I don't really think this was a good idea in the first place. Each developer usually specializes in one type of business. I can create all kinds of databases for all kinds of businesses, but when you spent 1000s of hours developing one type of database for one type of business then that database will be sold more than others. So Filemaker is going to use their employees and learn each type of business and then learn my database so they can use it properly. This would be a major waste of their time. I deal with customers that use my databases everyday and I get their feedback that I can pass alone. What other reason would they need my code if they aren't going to use the database? I know they don't have the time to use every aspect of every database and if they don't use it, it would be a waste of time. The ideas I want to give away, I will by helping people on these forum by creating very simple sample databases or by telling users how to do something, but I will not send out my database that I have 1000s of hours invested. Filemaker doesn't need my simple sample databases, if they do they can download from the post like any user. I don't think FMI really though this through, because it would be a major waste of their time, if they weren't in it for stealing code. I'm not saying they were, just making a point.

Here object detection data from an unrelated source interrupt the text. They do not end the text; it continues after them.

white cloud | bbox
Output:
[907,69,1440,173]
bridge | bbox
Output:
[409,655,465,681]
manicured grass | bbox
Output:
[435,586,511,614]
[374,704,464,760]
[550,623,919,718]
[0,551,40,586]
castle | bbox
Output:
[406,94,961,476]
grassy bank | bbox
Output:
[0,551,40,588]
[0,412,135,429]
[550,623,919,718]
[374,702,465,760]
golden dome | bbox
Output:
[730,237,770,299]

If FMI will listen to their customers, review the posts on the forums, sent out some random surveys and review the feature request, then they have all the tools they need to make super great products with out having their customer code.
One last note: I would rather have FMI spend time making Filemaker Go an excellent products then wasting time reviewing my databases, for a couple of my techniques. Their developers, I'm sure have more experiences in Filemaker than I do. I really think they have better things to do with their time.
The techniques you use could be considered a trade secret at best. What your solution actually does for the user can be unique IP. This really only happens in niche markets though where the uses are very specialized.
There was nothing insidious about the original request. FMI wanted to see what hard work you did to make Go do something useful with the intention of making common things done by everyone easier to do in future releases.